In the data table - table, there are 2 columns

index | value_block_0

empty | no value
no data | but 10 commas

So that I can relate to your guidance with respect to the issue,
please find attached 2 sample files.
Also, note the first row in CSVs attached, this was created to
initialise the start point of data sequence. Will it be a good
practice to have them in h5 tables also ? Last column has string
values, need them.

ALIGN data goes into file1 and GRADE data into File2, so I am looking
for a write function to write into respective tables and then read
function to read from them.

After the data is in H5 file, can I insert/add/append a new row in
between other rows or at end of file ? Which editor to use or method
to do it in ?

Thank you,

Nitin

ALIGN_NewfmtH5.csv (3.28 KB)

GRAD_newfmtH5.csv (143 Bytes)

···

On 30 January 2017 at 23:01, nitin chandra <nitinchandra1@gmail.com> wrote:

Thank you Francesc,

Please give me 2-3 days try your example ... do some reading and
testes based as per the link mentioned.

I shall repost soon.

Thank you

Nitin

On 30 January 2017 at 17:14, Francesc Altet <faltet@hdfgroup.org> wrote:

Hi Nitin,

I think before getting into details, you need to look into how to
efficiently read and write data from CSV files into HDF5 in Python. For
this, pandas is a great library to use. My advice is to have a look at the
excellent documentation in pandas website:

http://pandas.pydata.org/pandas-docs/stable/io.html

In particular, you want to use the `pandas.read_csv()` which one of the
fastest ways to read CSV files that I am aware of. Also, for storing the
data in HDF5, `pandas.HDFStore()` comes handy because it can generate HDF5
files out of pandas Dataframes. In addition, in order to avoid loading all
the data in a Dataframe in memory, you want to use the `chunksize` keyword
that will allow to read the CSV files in chunks before storing.

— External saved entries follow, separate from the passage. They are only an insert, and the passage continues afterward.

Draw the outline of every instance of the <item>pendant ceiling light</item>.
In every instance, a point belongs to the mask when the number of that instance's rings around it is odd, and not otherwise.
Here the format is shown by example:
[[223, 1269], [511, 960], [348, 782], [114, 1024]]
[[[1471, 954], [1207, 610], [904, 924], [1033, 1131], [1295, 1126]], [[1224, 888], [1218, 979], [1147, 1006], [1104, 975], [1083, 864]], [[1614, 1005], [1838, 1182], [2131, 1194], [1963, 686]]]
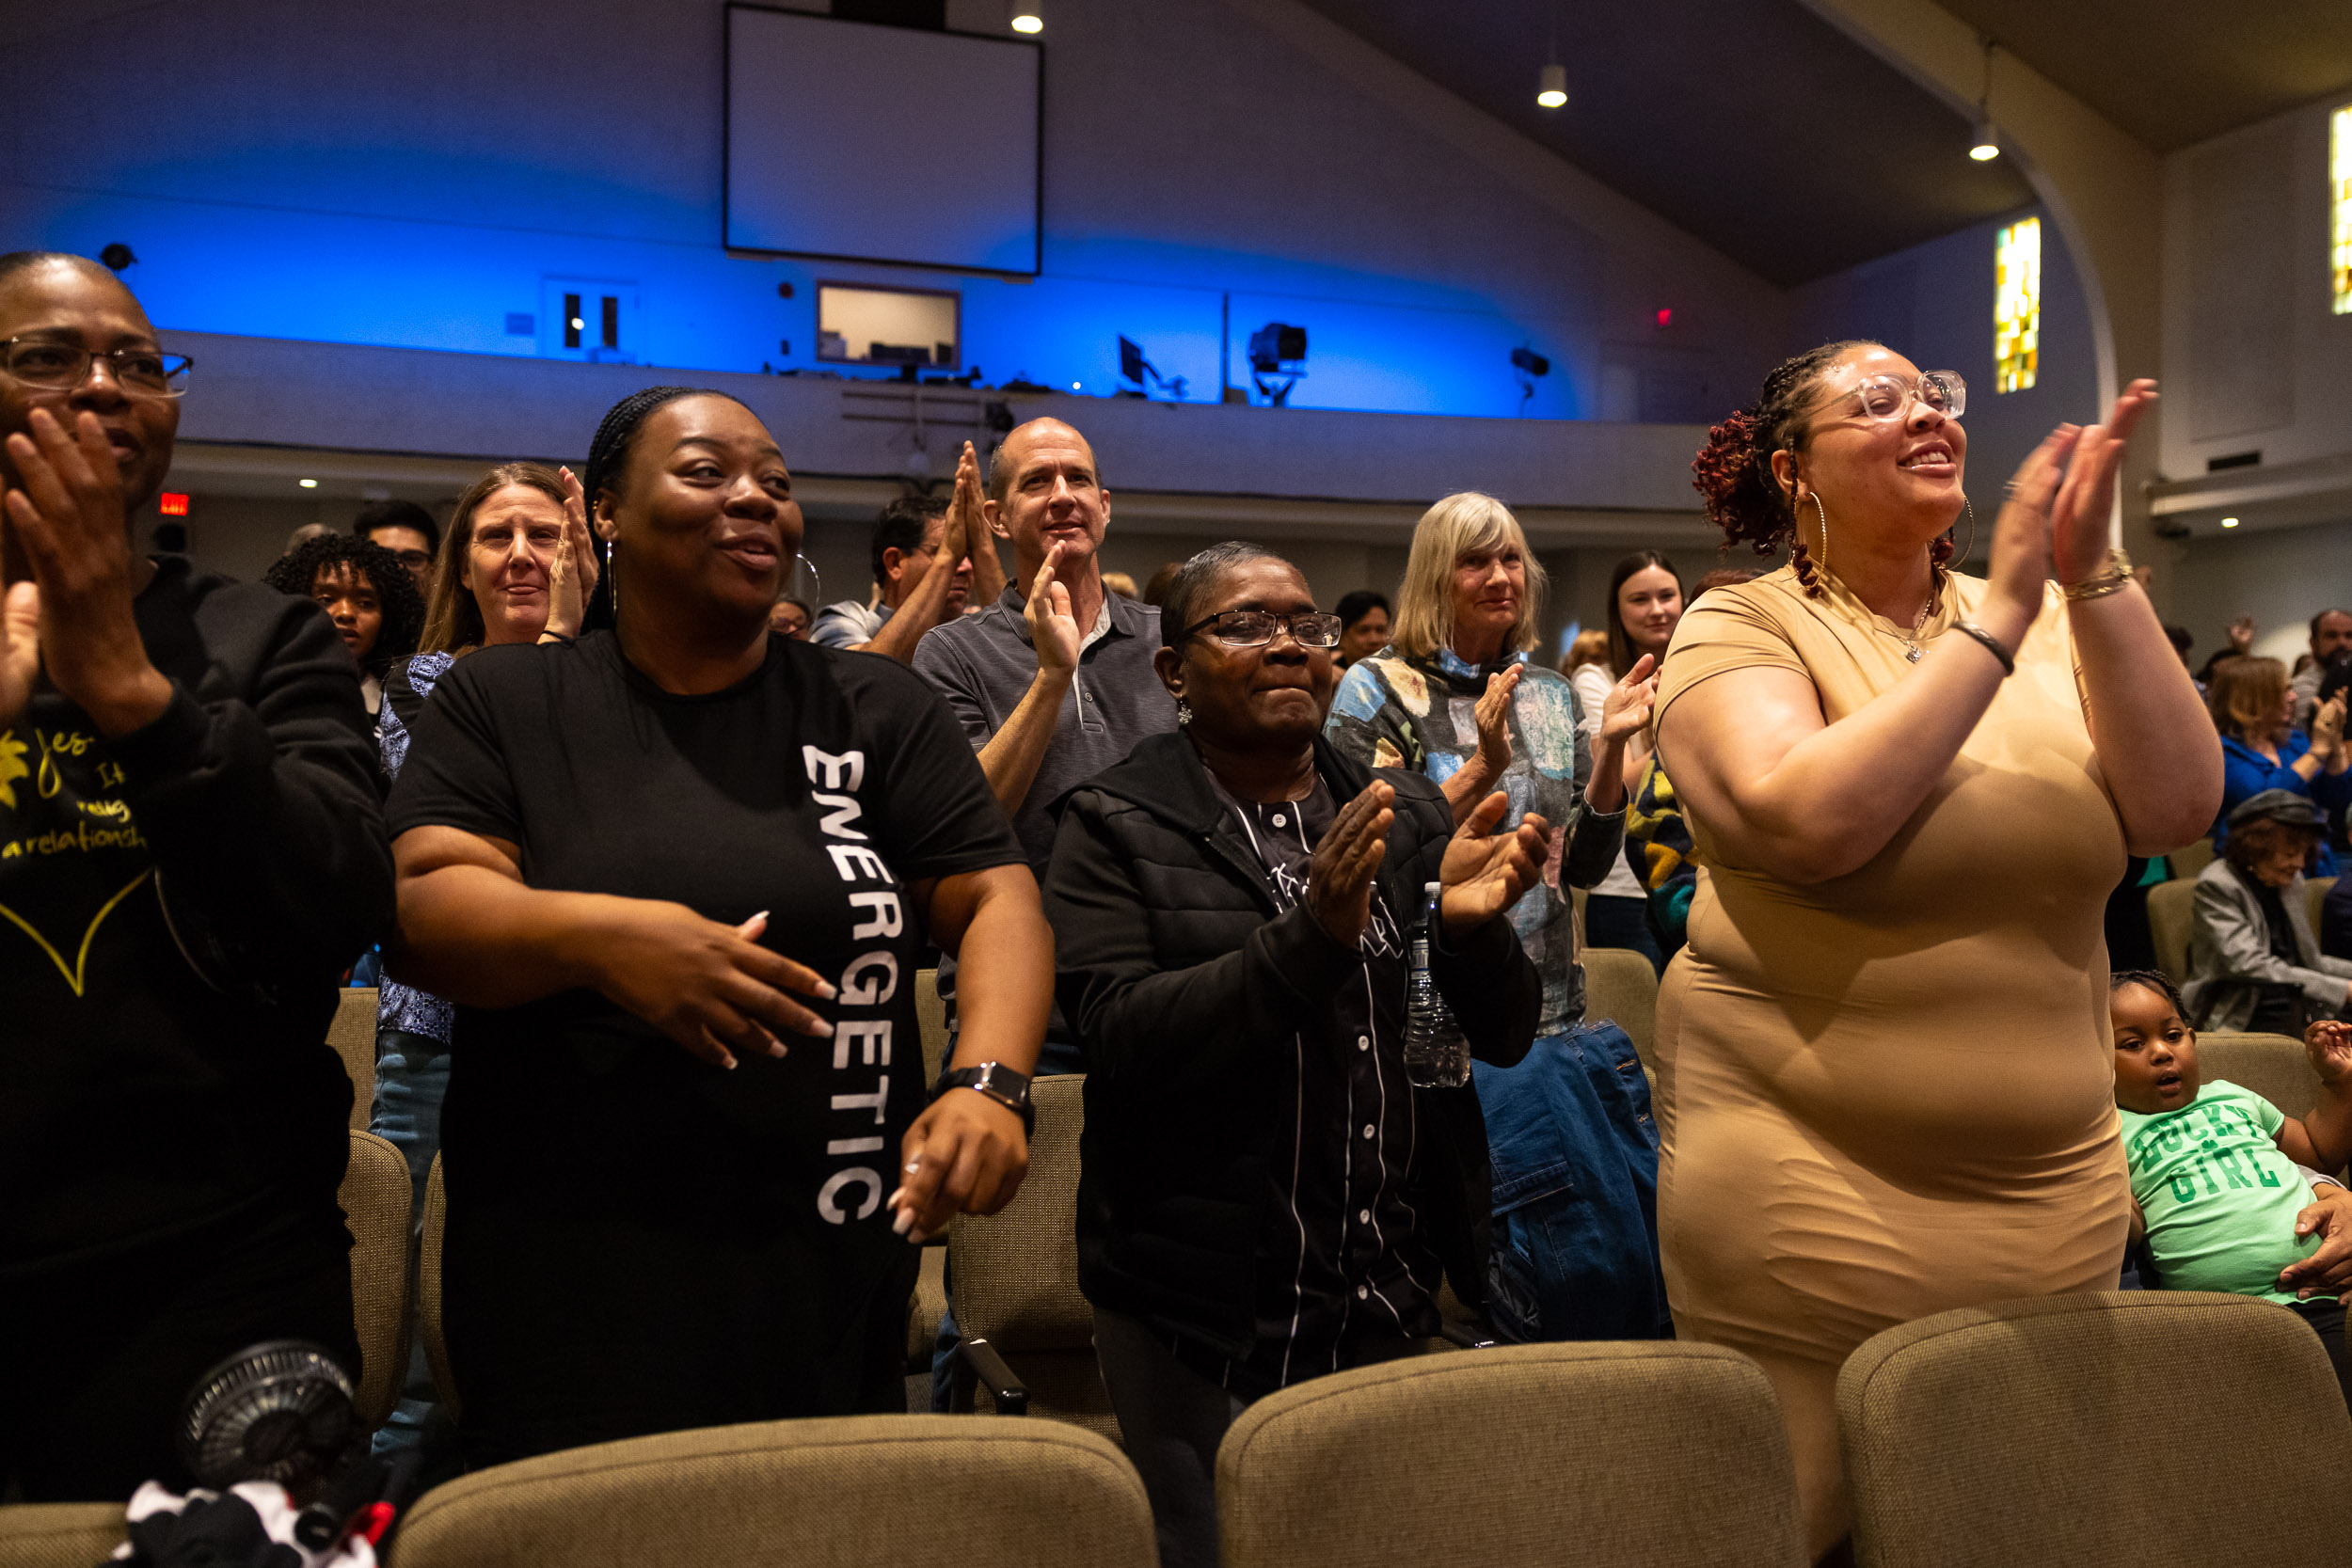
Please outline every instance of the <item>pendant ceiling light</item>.
[[1977, 98], [1977, 127], [1968, 156], [1989, 164], [2001, 155], [2001, 134], [1993, 125], [1993, 40], [1984, 41], [1984, 91]]
[[1012, 30], [1016, 33], [1045, 31], [1045, 0], [1012, 0]]
[[1535, 102], [1547, 109], [1564, 107], [1568, 102], [1568, 68], [1560, 63], [1560, 11], [1557, 5], [1551, 12], [1551, 53], [1549, 63], [1536, 74]]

I have prepared an example for you (attached) so that you can have a look at
how to use all of this (it is simpler than it may seem). Here it is the
output on my machine:

$ python csv_demo.py
CSV creation time: 1.491 (67.092 Krow/s)
CSV reading time: 0.134 (748.360 Krow/s)
HDF5 store time: 0.322 (310.228 Krow/s)
HDF5 read time: 0.006 (15622.990 Krow/s)

so, once the data is stored in HDF5, the read times will be much faster than
using CSV (as expected).

HTH,

Francesc

_______________________________________________
Hdf-forum is for HDF software users discussion.
Hdf-forum@lists.hdfgroup.org
http://lists.hdfgroup.org/mailman/listinfo/hdf-forum_lists.hdfgroup.org
Twitter: x.com

nitinchandra1 · February 5, 2017, 5:10pm

Hi All,

Any solution would be helpful.

Thank you,

Nitin

···

On 2 February 2017 at 00:34, nitin chandra <nitinchandra1@gmail.com> wrote:

Hi Francesc,

I tried your example as it is, could not get time to modify and try
some thing new.

ran the

$ python csv_demo.py

it did create a CSV file with 10 columns, populating the columns with random no.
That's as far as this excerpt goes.